A trust without beneficiaries?

The three certainties are a necessary condition for the validity of a trust. The third certainty is the certainty of object or beneficiaries. Generally, a trust which has no beneficiaries at all must be a charitable trust – a trust for the public benefit, which can be enforced by a public officer.

Certainty of beneficiaries no longer requires that it is possible to enumerate a complete list of the beneficiaries. It is sufficient to satisfy the 'in or out' test, meaning that it must be possible to say whether any given person is 'in or out' of the class of beneficiaries: McPhail v Doulton [1971] AC 424. So, a non-charitable trust must have beneficiaries, but it need not have a fixed list of named beneficiaries. A trust where the beneficiaries are the class of people holding particular tokens or units is known as a unit trust.

A trust the terms of which the beneficiaries cannot change?

The beneficiaries of a trust are generally not entitled to change its terms. Modern trusts are usually governed by the terms of a deed of trust, which will frequently make provision for its own amendment. Often, it is possible for the trustees to amend the trust deed without the consent of the beneficiaries – perhaps subject to the approval of an 'appointor' or 'guardian.'

The lack of an express power to amend the trust deed may render the trust unworkable in unforeseen situations. Many jurisdictions have a statute conferring power on a court to modify the terms of a trust in these circumstances, such as the Variation of Trusts Act 1958 (UK).

A trust the property of which cannot be demanded by the beneficiaries?

A discretionary trust is a trust in which the distribution of the trust property is left to the discretion of the trustees. The trustees may be required to exercise their discretion according to rules set out in the deed of trust. Subject to any such rules, the beneficiary of a discretionary trust has no fixed interest in the trust property and is therefore not entitled to demand it.
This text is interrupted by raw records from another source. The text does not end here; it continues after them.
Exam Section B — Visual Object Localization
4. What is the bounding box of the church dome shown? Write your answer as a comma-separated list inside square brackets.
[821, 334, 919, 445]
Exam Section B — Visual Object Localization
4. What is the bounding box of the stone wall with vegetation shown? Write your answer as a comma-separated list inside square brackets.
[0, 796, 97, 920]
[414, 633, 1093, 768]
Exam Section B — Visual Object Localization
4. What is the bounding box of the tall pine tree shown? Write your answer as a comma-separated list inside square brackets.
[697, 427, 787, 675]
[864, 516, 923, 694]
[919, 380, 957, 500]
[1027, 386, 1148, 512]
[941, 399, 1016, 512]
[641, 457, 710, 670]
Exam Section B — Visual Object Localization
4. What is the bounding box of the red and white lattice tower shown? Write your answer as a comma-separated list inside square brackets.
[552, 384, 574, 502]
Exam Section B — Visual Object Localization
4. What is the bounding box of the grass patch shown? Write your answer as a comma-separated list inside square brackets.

However, the terms of a discretionary trust can go only so far. Where all beneficiaries agree, the rule in Saunders v Vautier allows the beneficiaries to demand the distribution of the trust property, bringing the trust to an end. By terminating the trust and establishing a new trust, the terms of a trust can effectively be amended by the agreement of all beneficiaries. So, while it is possible to prevent any one beneficiary from accessing trust property, it is not generally possible to prevent all beneficiaries from acting together to terminate or vary a trust.